A: I’ve been particularly excited by the partnerships between institutions that FutureLearn has been able to facilitate, for example connecting our university partners to great centres of culture and knowledge, like the British Council, British Library and the BBC and increasingly we are helping to bring businesses and employers together with universities to create and deliver new pathways through professional development for learners.
Q: Has it been a successful year?
A: UK universities have led the way in the development of an open, online platform and courses that emphasise quality – in design, user experience, content and a social, collaborative form of learning that seems to be showing great early results. Awareness is growing, hundreds of thousands of people have signed up to around 1.5m courses, participation levels and learner satisfaction are hugely positive. It’s been a great year in online learning but we are still only scratching the surface of what’s possible.
Q: What do you consider to be the major challenges ahead across the sector?
A: Higher education has now begun its own digital transformation, following the path of many industries before, and will face many of the same challenges. Most important will be the ability of the incumbent organisations to move at pace to adapt to the new challenges and opportunities that digital can offer. These are not just technical challenges, though every university will face many of those. Equally fundamental are the cultural challenges of moving to a digital world which asks new questions of every role in an organisation, from academic to marketeer to finance director.
The digital world rewards collaborations and a core skill that successful organisations will need to develop is to know when and how to partner effectively to achieve their ambitions, when to reuse, build on, or work with existing products.
Most difficult of all is to rethink business models and to be prepared to risk traditional – but threatened – income streams in the search for the new markets and revenues that will power the industry of the future. Digital provides an opportunity for the university to think beyond its traditional role in society and the boundaries of its physical buildings – to grow its brand presence internationally and expand into new global markets; reach audiences from different backgrounds, domestically and overseas; transform the flexibility and effectiveness of its teaching and research; to make new partnerships and develop new revenue streams to fund a new type of organisation. This is not easy to do when faced with the short-term pressures of maintaining the core business but will become increasingly critical for long-term success.

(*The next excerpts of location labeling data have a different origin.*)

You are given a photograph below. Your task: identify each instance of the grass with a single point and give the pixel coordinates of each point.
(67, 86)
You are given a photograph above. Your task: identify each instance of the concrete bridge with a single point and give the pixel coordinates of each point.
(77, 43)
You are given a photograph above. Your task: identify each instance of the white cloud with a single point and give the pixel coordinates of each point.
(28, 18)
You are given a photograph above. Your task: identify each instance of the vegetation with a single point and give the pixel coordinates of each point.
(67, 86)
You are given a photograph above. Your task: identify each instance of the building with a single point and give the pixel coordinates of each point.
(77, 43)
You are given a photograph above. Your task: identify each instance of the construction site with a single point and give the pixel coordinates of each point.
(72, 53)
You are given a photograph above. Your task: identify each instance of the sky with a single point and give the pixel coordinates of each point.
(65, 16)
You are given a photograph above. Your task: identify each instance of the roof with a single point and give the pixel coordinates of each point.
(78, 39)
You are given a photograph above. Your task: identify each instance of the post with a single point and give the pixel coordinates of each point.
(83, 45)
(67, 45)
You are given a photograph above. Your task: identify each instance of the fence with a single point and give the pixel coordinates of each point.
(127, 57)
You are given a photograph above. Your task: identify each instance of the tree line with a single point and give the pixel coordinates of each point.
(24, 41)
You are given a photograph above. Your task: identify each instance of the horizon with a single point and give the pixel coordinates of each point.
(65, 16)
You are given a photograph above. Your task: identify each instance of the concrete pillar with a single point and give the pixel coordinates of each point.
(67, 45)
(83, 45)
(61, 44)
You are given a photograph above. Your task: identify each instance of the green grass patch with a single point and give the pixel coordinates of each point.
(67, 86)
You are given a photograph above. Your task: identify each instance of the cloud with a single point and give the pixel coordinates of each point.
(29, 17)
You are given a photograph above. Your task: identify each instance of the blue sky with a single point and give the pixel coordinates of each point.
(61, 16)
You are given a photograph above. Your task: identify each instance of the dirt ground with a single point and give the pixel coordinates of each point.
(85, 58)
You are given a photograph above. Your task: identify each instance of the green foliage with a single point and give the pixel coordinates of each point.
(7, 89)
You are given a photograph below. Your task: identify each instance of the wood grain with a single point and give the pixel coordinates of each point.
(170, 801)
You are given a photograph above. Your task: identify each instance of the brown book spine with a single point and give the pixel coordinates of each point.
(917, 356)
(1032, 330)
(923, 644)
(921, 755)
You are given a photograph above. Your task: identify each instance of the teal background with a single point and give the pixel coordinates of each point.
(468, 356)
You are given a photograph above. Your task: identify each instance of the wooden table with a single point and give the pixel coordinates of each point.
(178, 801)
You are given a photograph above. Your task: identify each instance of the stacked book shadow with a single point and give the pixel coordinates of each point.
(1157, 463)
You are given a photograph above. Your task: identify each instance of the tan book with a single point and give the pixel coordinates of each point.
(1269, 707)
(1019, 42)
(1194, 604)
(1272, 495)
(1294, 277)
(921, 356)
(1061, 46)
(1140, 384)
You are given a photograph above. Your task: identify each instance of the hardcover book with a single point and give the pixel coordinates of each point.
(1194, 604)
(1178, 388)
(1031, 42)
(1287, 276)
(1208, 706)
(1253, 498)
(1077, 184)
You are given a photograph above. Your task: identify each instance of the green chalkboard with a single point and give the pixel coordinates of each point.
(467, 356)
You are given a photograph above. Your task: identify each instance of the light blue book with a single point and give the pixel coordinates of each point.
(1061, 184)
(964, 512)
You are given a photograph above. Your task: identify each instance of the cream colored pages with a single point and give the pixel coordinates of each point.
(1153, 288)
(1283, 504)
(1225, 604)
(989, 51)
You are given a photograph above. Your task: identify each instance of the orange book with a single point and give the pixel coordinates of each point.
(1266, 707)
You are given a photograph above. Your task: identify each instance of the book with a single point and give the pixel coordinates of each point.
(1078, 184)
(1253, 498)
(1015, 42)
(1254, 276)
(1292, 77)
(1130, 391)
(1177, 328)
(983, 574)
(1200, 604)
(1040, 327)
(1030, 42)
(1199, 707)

Q: How will the lifting of the cap on student numbers affect the UK higher education scene in 2015?
A: In practice, FutureLearn currently operates in an open market where student numbers are not capped, so our experience of managing learner numbers is very different from traditional full-time, campus-based learning.
There are, however, insights from the web-based experience that could be applied to managing increased student numbers without compromising the quality of the learning experience, which we know has been a major consideration. A number of our university partners are adopting blended learning models to give their campus based students the opportunity to connect with thousands of learners around the world, to benefit from a range of perspectives and insights from experts in a subject as well as like-minded individuals.
In general, though, we expect that the trend towards the delivery of more online courses – both on and off campus – will continue to grow as an increasingly demanding global student base looks for technological solutions that offer greater flexibility and mobility.
Q: How do you think the outcome of the general election will affect HE in 2015?
A: I remain optimistic that the pace of innovation in higher education will continue, with support from a number of champions across all parties. As we’ve seen in the year, support for free online courses has come from a number of Government departments, and advocacy has extended across the ability of these courses to promote UK higher education overseas, their applications in the area of continuing professional development, and as a way of disseminating vital information to organisations and individuals as we saw with the Cyber Security course co-created by HM Government.